I don't think the snippet will run unless Enemy2.dEnemy == true, and it won't stay true for ever.
The first time the snippet runs, then Enemy2.dEnemy is set to false and it shouldn't run again.
I don't set Enemy2.dEnemy to true anywhere except when the window is created.
If I insert a break point any where in the snippet, the program will work fine - it will insert ONLY 6 numbers in the two vectors.
Any ideas what's wrong here?
ok so i did some debugging.
i found that Enemy2.dEnemy=false; is being skipped for some reason.
i tried to do this to see if it was.
if(Enemy2.dEnemy)
{
pt.y=4;
pt.x=90;
pt2.y=4;
pt2.x=125;
for(int i=0; i<6; i++)
{
Enemy2.vS1Enemy.push_back(pt);
Enemy2.vS2Enemy.push_back(pt2);
y-=70;
pt.y=y;
pt2.y=y;
}
TCHAR s[244];
Enemy2.dEnemy=false;
if(Enemy2.dEnemy)
{
MessageBox(hWnd, _T("0"), _T(""), MB_OK);
}
else
{
MessageBox(hWnd, _T("1"), _T(""), MB_OK);
}
Enemy3.cEnemy=0;
}
well the message box popped saying 1 and my code worked fine. it seems that Enemy2.dEnemy=false; doesn't have time to run ;/
blahblahblahblahblahblahblahblahblahblahblahblahblahblahblahblah!
ok i found where is the real problem which was causing to insert more than 6 numbers..
it was where i was asigning Enemy2.dEnemy=true;
if(Enemy2.e1)
{
Enemy2.now=time(NULL);
Enemy2.tEnemy=Enemy2.now+4;
Enemy2.e1=false;
}
if(Enemy2.tEnemy==time(NULL))
{
check=1;
Enemy2.aEnemy=0;
Enemy2.dEnemy=true;
}
the problem seems that the second if runs more than one time, which is weird!
First things first: get rid of that abominable if (Enemy2.dEnemy == true) - it should be:
if (Enemy2.dEnemy)
(I also prefer to name my booleans as a readable sentence segments like Enemy2.isABerserker or Enemy3.hasHadLeftLegCutOffThreeInchesBelowTheKnee but that's just personal preference).
Other than that, the only thing I can suggest is a threading problem. There's nothing wrong with that code per se, but there is a window in which two threads could enter the if statement and both start pushing values into your vector.
In other words, if thread 1 is doing the pushing when thread 2 encounters the if statement, thread 2 will also start pushing values, since thread 1 has yet to set dEnemy to true. And don't think you can just move the assignment to the top of the if block - that will reduce but not remove the window.
My advice is to print out the contents of the vectors in the situation where they have more than six entries and that may give a clue as to what's happened (post the output here if you wish).

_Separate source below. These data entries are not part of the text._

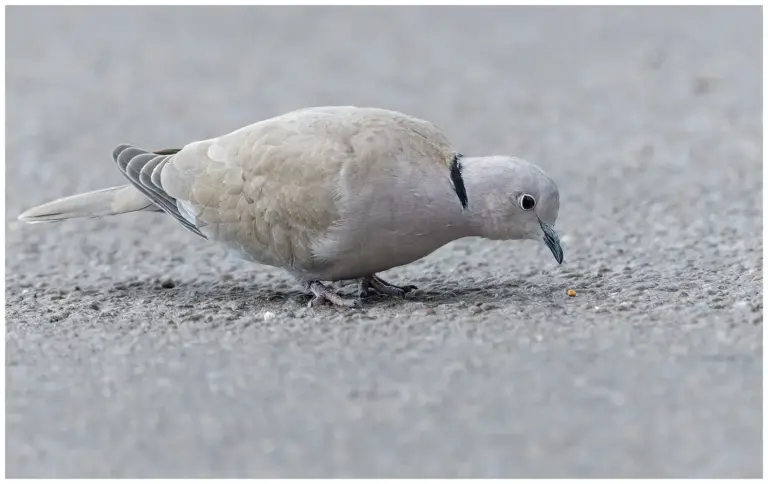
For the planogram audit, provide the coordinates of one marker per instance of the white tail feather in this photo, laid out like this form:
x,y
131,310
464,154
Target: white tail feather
x,y
99,203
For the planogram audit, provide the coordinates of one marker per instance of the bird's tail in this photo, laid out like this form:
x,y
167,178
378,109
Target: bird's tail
x,y
99,203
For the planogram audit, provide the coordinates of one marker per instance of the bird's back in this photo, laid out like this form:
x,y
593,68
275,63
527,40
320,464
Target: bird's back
x,y
282,191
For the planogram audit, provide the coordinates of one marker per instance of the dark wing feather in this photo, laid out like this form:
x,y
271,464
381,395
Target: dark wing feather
x,y
143,169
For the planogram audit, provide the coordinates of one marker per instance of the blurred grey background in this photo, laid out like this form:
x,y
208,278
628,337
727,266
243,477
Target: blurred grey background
x,y
134,349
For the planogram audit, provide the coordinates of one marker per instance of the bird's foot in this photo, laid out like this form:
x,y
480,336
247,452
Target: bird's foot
x,y
376,284
324,295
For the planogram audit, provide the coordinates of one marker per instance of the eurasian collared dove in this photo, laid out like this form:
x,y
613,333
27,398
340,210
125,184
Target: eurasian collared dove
x,y
329,194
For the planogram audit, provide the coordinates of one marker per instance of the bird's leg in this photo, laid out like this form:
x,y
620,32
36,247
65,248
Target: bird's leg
x,y
322,295
377,284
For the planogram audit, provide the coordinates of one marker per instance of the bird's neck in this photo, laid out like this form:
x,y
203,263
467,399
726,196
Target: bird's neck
x,y
480,175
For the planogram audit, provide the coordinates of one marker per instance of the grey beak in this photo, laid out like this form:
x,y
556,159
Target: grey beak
x,y
552,241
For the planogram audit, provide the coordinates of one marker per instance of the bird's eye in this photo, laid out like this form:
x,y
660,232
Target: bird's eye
x,y
527,202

Re your update that the second if below is running twice:
if(Enemy2.e1)
{
Enemy2.now=time(NULL);
Enemy2.tEnemy=Enemy2.now+4;
Enemy2.e1=false;
}
if(Enemy2.tEnemy==time(NULL))
{
check=1;
Enemy2.aEnemy=0;
Enemy2.dEnemy=true;
}
If this code is executed twice in the same second (and that's not beyond the bounds of possibility), the second if statement will run twice.
That's because time(NULL) give you the number of seconds since the epoch so, until that second is over, you may well be executing the contents of that if thousands of times (or more).

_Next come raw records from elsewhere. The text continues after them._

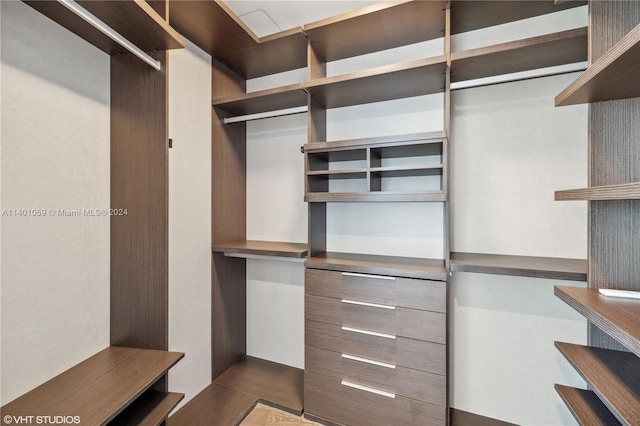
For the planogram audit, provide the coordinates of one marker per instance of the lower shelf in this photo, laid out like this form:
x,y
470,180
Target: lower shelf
x,y
586,407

If this problem disappears when you put in a breakpoint or a diagnostic output message, that's a strong clue that the problem is undefined behavior, which is usually caused by something like dereferencing an uninitialized pointer or careless use of const_cast.

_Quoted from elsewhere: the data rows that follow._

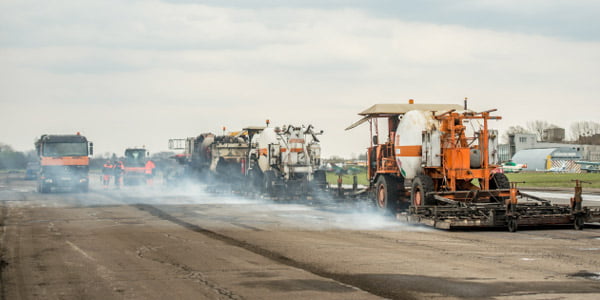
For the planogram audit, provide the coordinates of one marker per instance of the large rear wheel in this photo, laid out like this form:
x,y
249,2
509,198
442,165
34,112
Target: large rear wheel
x,y
421,185
386,197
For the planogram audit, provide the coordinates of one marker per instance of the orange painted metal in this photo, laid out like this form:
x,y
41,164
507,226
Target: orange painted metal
x,y
65,161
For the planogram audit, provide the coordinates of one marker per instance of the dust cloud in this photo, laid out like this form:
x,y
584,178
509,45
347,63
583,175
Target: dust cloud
x,y
321,213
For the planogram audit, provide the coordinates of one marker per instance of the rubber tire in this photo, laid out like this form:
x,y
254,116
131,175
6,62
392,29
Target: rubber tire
x,y
386,193
512,225
44,189
499,181
320,178
422,184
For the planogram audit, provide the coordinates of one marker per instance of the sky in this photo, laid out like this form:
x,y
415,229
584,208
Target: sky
x,y
137,73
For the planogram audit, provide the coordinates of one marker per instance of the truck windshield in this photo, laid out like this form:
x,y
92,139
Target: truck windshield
x,y
135,157
65,149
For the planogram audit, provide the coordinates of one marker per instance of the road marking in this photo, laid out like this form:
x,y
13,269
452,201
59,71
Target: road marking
x,y
79,250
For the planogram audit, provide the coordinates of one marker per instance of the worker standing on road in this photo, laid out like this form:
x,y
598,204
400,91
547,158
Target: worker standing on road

The cause of the problem probably has nothing to do with the code you're looking at. It's caused somewhere else and just happens to show up here. It's like someone being hit by a falling brick: the obvious symptom is a man lying unconscious on the sidewalk, but the real problem has nothing to do with the man or the sidewalk, it's several stories up.
If you want to find the cause of the error, remove your diagnostics until the problem reappears, then start removing everything else. Prune away all of the other code. Whenever the error stops, back up until it starts again; if you don't see the cause of the error, start pruning somewhere else. Eventually the bug will have nowhere to hide.